The Multi-Vintage Challenge
What Is a "Vintage"?
A vintage is one release of a dataset. OEWS publishes annually with a May reference period, so
2021.05, 2022.05, and 2023.05 are three vintages of the
same dataset. Each vintage is a complete snapshot — not a diff.
The Naive Approach (and Why It Breaks)
The simplest approach: load each vintage independently. Each vintage creates its own dimension rows. OEWS 2021 creates geography key 1 for "National", OEWS 2022 creates geography key 2 for "National", OEWS 2023 creates geography key 3 for "National".
Now try to compute year-over-year change in employment for a national-level occupation. You need to join facts from 2021 and 2023 on geography — but they have different geography keys for the same physical area. The join produces zero rows.
The problem: Per-vintage dimension keys make cross-vintage analysis impossible because the same real-world entity gets different surrogate keys in each vintage.
The Fix: Deduplicate on Business Key
Geography doesn't change between vintages. North Carolina is still North Carolina. So the geography
dimension should check for existing rows using only the business key (geo_type + geo_code),
not the source release.
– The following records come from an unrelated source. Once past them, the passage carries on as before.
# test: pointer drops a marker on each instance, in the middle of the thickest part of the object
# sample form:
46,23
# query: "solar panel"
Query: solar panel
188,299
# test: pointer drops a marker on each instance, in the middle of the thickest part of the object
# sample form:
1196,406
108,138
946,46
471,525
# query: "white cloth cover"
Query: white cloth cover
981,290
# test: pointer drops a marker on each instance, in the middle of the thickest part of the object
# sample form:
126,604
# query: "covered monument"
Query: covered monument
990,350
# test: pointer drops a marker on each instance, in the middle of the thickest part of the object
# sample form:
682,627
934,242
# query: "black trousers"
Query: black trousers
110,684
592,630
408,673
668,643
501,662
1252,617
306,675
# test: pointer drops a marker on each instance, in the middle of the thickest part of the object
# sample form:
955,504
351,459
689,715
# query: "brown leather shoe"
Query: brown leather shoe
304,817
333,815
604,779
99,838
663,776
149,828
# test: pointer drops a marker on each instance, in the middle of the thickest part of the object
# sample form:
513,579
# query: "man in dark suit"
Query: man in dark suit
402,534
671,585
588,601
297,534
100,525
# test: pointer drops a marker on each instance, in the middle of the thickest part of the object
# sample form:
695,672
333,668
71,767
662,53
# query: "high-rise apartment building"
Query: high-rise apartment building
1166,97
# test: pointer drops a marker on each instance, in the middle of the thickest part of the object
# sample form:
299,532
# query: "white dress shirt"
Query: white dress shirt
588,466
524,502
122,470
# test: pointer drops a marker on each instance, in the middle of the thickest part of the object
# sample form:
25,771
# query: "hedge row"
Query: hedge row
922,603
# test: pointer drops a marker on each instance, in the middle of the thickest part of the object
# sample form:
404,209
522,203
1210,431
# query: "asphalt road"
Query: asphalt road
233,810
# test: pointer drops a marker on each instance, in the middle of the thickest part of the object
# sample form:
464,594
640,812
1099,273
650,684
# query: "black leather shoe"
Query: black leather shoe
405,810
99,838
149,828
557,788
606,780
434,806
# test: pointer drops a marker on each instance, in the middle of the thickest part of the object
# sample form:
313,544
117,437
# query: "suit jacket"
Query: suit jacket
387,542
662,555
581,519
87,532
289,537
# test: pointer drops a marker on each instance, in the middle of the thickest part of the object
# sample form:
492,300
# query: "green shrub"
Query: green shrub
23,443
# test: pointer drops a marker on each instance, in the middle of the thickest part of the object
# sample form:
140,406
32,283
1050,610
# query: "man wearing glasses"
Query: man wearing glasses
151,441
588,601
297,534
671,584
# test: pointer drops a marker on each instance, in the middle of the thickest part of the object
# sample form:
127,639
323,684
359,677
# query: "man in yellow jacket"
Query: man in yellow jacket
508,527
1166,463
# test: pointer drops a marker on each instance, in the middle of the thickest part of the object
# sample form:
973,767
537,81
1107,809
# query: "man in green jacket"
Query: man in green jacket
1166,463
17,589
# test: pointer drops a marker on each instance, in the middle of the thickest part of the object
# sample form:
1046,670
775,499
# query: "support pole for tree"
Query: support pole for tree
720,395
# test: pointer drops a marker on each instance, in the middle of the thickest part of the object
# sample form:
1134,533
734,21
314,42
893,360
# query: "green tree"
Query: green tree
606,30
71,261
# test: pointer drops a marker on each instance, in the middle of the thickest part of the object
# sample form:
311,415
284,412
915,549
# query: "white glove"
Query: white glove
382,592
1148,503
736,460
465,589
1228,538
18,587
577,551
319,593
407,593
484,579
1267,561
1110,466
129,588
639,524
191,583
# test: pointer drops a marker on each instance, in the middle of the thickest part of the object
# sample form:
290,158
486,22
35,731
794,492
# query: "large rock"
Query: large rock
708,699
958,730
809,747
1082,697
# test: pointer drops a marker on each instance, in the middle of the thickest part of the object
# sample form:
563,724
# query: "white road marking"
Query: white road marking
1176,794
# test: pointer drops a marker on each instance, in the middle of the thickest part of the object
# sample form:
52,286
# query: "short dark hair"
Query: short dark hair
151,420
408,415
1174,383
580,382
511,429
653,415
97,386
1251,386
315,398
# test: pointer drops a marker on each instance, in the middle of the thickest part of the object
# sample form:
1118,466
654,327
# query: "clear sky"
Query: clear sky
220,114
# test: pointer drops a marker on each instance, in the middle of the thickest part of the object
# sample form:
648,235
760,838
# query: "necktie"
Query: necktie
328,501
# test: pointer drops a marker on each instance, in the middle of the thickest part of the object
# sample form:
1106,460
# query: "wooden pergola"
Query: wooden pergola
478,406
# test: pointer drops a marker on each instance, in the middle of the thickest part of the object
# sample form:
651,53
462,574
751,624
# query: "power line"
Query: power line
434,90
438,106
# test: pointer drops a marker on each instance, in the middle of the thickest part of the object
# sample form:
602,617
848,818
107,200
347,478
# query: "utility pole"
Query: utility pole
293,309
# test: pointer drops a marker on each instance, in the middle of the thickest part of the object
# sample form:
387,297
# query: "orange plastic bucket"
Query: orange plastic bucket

If a matching row exists, reuse its surrogate key.
Before (broken)
WHERE geo_type = ? AND geo_code = ? AND source_release_id = ?
After (correct)
WHERE geo_type = ? AND geo_code = ?
This single change — removing source_release_id from the geography lookup —
is what makes cross-vintage time-series analysis possible.
Manifest-Based Vintage Management
The source manifest (config/source_manifest.yaml) uses suffix-based naming for vintages:
- dataset_name: oews_national_2021
dataset_url: https://www.bls.gov/oes/special-requests/oesm21nat.zip
- dataset_name: oews_national_2022
dataset_url: https://www.bls.gov/oes/special-requests/oesm22nat.zip
- dataset_name: oews_national_2023
dataset_url: https://www.bls.gov/oes/special-requests/oesm23nat.zip
The orchestrator pairs national + state entries by matching their suffix:
oews_national_2021 pairs with oews_state_2021. This convention is
simple, extensible, and easy to debug.